One Israeli civilian was killed Monday morning along the Egyptian border in an ambush combining rifle fire, antitank weapons and two explosive devices. Two terrorists who crossed into Israel were killed in an ensuing gunfight.

The coordinated ambush was reminiscent of earlier attacks along the Israel-Egypt border, including the August 18, 2011, attack on Route 12 that claimed eight Israeli lives.

Lt. Col. Avital Leibovich of the IDF Spokesperson’s Office said that the nature of the deployment and the quality of the explosives and other gear were similar to those used in the previous attacks in the region.

The identity of the perpetrators, she said, could not be discussed at this time. The IDF is investigating links to Gaza-based terror organizations.

Hours after the attack Israel moved two tanks to the border, a rarely seen move since the two countries signed a peace treaty over 30 years ago.

Moving the tanks onto the border is not allowed under the peace treaty, Haaretz reported.

Col. Tel Hermon, a regional brigade commander, briefed reporters in the region, saying that “a far worse terror attack had been avoided,” according to Ynet.

At close to 6:30 in the morning a three-man rifle squad crossed into Israel and established an ambush on Route 10, some 18 miles south of the Egypt-Gaza-Israel border. The terrorists detonated a roadside explosive device and opened fire on two Israeli cars with Kalashnikov rifles and anti-tank weapons.
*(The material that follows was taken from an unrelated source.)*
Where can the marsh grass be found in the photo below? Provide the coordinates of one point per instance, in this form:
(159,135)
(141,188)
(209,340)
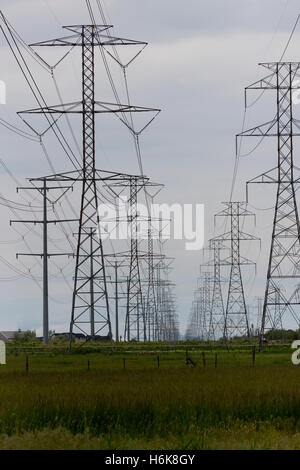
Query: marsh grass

Additional terror squads remained deployed in Egyptian territory and did not fire into Israel, according to Lt. Col. Leibovich, who said that IDF forces did not fire into Egyptian territory either.
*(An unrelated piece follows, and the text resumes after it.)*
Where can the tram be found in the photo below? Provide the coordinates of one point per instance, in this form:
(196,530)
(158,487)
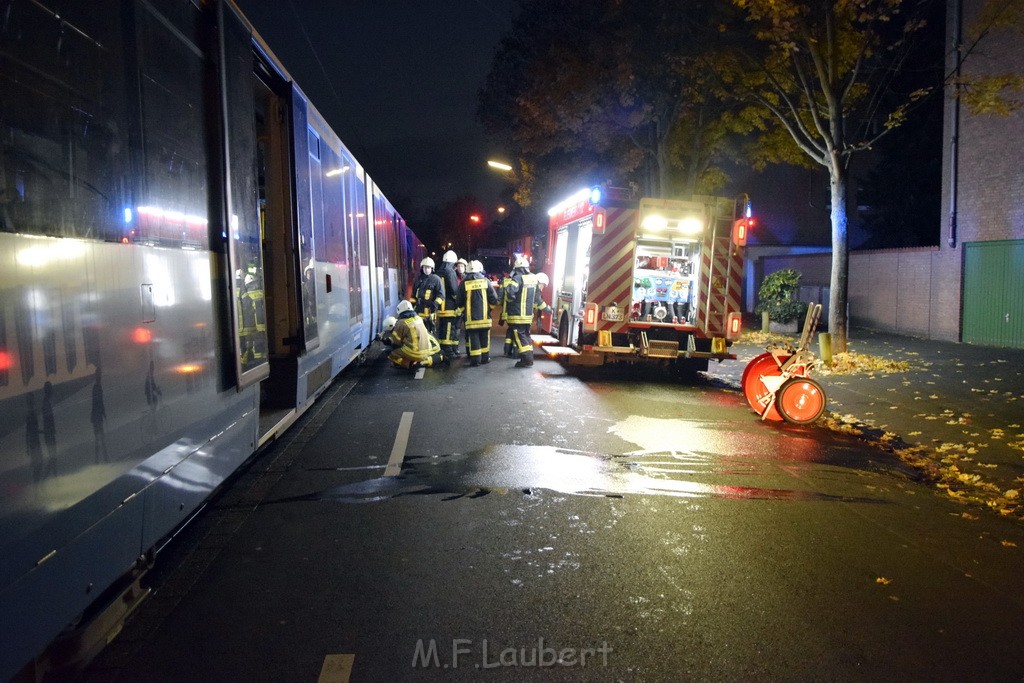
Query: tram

Said Fashapshe, a resident of Haifa who has been employed by the Defense Ministry for years and has been working on the border fence for the past 18 months, was killed. He was 36 years old and a father of four. In his final moments he managed to speak with a cousin over the phone in Haifa.

Soldiers from the Golani Brigade arrived on the scene within minutes and engaged the terrorists, killing two of them and setting off in pursuit of another, whose tracks led to the Nahal Lavan region, near Nitzana — largely flat, sandy terrain.

One of the dead terrorists was carrying what the IDF termed “a very large” explosive device.

Residents of Kadesh Barnea, situated a mere 300 meters from the Egyptian border, and other towns in the region were placed on high alert and instructed to remain in their homes. Shortly after noon Monday the IDF rescinded the alert, saying that the third terrorist had managed to escape and cross back into Egypt.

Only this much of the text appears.